Thermocouples sense temperature in such a way that it converts thermal energy into electrical energy. It is made by connecting wires with different materials to form a junction. The temperature change in the junction would result in a production of voltage and this phenomena is based on the Seebeck effect. The amount of voltage will greatly depend on the characteristics of metals used and the range of the temperature change.

In a junction formed by two wires, one of these is called the hot or measuring junction. This  is connected to the body of the thermocouple and is responsible for measuring the temperature. The second junction, on the other hand, is the reference junction and is attached to the body of a known temperature.

These devices are derived from three principles and these are the: Seebeck effect, Peltier Effect, and the Thomson effect.

The Seebeck effect is usually applied to thermal-to-electrical energy conversion.

It is an event where a voltage difference is produced from the temperature difference between two electrical conductors or semiconductors with different materials.

The Peltier effect can be seen when heat is developed at one side of the junction and absorbed at the other junction resulting from an electromotive force passing through the circuit.

Thomson effect is described when the temperature of the heat is related with the flow of current to the temperature along the rod.

Circuitry:

The circuit of this device can be described by two dissimilar wires joined to form a junction. The two junctions need to have different temperatures to generate the Peltier EMF in the circuit, in which it is the function of the temperature of two junctions.

If a certain length of copper wire is heated at one end, the electrons will move along the wire to the cooler end and result in a temperature gradient along the wire. The explanation behind this is that electrons carry heat and electricity. At this point, The heat has been changed into electric energy. This same principle was discovered by Volta and Seebeck and greatly applies to the operation of this device.

The current flow will be zero if the temperature of the junctions is the same. The current will be flowing through the circuit if the junctions have different temperatures and the EMF will not be zero. The electromotive force through the circuit will depend on the metals used and the difference in temperature of the two junctions measured by a meter.

To read the EMF, it is required to use a highly sensitive instrument because the value in the circuit is very small which is in millivolts. For this reason, galvanometers and voltage balancing potentiometers are normally used.

A potentiometer measures potential difference by comparing an unknown voltage to a known or defined voltage. It consists of three terminal variable resistors that acts as an adjustable voltage divider. This device may provide high precision measurements.

A galvanometer is used to measure null deflection or even zero current and can also measure very small electric currents.
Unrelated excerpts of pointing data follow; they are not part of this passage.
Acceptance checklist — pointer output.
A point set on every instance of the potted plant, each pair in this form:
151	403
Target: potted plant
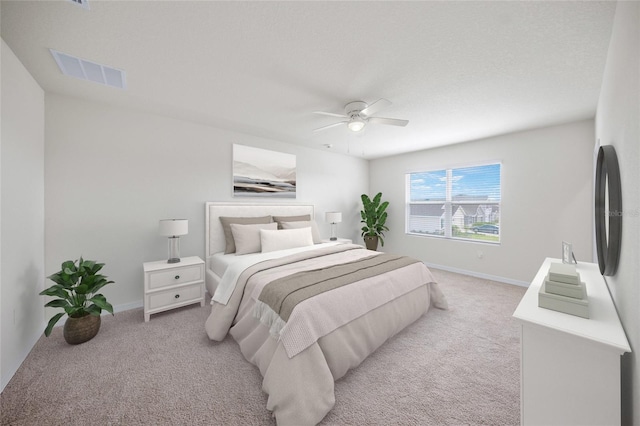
76	289
374	217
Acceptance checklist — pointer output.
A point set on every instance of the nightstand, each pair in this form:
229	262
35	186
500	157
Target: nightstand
339	241
172	285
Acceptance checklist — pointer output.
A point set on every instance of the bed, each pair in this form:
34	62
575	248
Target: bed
343	302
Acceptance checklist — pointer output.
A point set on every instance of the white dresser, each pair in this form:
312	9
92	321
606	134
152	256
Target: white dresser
172	285
570	366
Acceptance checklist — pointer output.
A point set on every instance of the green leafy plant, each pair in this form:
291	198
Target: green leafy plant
76	288
374	216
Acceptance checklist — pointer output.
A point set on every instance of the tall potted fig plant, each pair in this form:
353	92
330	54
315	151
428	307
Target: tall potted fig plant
373	216
76	290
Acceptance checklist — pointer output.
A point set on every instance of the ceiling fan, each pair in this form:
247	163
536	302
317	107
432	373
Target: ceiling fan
358	114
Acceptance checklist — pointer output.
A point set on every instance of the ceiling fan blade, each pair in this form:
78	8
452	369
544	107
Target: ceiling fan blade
391	121
376	106
330	126
331	114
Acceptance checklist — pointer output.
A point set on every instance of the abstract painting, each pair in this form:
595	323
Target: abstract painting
263	173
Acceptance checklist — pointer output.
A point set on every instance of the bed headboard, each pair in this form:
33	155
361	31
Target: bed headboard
215	236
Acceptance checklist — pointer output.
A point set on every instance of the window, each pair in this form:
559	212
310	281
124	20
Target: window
462	203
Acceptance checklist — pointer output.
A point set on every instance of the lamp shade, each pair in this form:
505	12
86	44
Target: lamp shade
174	227
333	217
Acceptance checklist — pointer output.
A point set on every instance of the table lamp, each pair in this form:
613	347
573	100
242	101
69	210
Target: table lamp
173	228
333	218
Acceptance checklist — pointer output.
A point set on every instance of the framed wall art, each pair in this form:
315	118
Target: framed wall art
263	173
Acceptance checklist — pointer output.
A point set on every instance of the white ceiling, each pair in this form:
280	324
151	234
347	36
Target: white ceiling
458	71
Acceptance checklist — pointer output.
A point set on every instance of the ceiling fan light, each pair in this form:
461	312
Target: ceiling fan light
356	124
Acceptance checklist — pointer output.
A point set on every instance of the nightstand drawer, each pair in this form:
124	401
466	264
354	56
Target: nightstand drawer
175	296
175	276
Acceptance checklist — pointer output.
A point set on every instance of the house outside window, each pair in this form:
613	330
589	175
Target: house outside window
459	203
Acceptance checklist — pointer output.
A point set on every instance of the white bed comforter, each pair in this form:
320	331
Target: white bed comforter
325	335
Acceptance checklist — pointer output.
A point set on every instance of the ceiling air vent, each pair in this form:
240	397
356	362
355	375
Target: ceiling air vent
83	3
91	71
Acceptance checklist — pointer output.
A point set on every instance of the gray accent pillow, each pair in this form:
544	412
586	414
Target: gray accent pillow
247	237
281	219
230	245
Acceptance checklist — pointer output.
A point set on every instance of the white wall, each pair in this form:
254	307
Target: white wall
618	124
112	173
546	198
22	217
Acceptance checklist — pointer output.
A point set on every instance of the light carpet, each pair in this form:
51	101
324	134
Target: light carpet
453	367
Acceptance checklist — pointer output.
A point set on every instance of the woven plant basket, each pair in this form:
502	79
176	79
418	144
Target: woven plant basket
371	242
80	330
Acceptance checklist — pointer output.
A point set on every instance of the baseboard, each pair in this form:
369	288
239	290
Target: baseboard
478	275
8	375
116	309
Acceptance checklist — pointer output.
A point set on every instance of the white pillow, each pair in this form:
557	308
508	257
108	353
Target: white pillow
285	239
247	237
304	224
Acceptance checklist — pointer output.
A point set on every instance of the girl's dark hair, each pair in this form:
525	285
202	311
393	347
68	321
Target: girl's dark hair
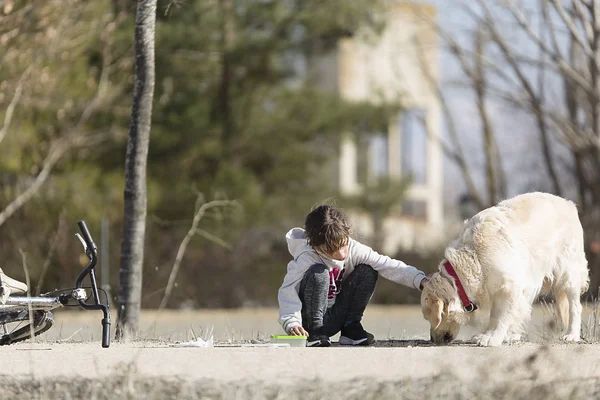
326	227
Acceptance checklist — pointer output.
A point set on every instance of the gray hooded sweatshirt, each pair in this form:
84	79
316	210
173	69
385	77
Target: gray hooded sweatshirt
290	305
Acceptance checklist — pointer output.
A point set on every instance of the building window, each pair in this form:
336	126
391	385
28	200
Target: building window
378	148
414	208
413	145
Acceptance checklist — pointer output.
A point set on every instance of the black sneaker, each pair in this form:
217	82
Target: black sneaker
354	334
318	341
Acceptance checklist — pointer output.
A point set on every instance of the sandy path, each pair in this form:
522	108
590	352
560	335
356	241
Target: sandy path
407	367
45	360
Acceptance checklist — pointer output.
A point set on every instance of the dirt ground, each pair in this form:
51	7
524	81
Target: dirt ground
66	364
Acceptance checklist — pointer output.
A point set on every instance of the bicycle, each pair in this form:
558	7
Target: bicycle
37	310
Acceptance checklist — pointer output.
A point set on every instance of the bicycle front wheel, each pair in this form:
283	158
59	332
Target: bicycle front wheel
16	326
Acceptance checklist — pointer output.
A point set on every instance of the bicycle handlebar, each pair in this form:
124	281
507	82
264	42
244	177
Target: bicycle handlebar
86	236
92	252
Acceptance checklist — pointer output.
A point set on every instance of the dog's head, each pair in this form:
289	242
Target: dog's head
440	308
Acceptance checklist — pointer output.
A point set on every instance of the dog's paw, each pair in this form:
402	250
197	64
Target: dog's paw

A thermocouple must be referenced to a known temperature on the other end of the sensor in order to make an absolute measurement. The hot junction is the measuring member while the cold junction is the reference where a cold junction compensation chip is placed. To maintain a constant temperature for the cold junction, this may be fixed by plunging it in water. Ambient air, on the other hand, can influence the reference temperature and it may always need to be calibrated and adjusted by another compensation device.

Key Conclusions:

A thermocouple converts thermal energy into electrical energy and is characterized by joining dissimilar metals or semiconductors to form a junction. This device measures an unknown temperature and would compare it to a reference temperature making it a low cost temperature sensor. The types of these sensors vary depending on the types of alloys used for the wires used.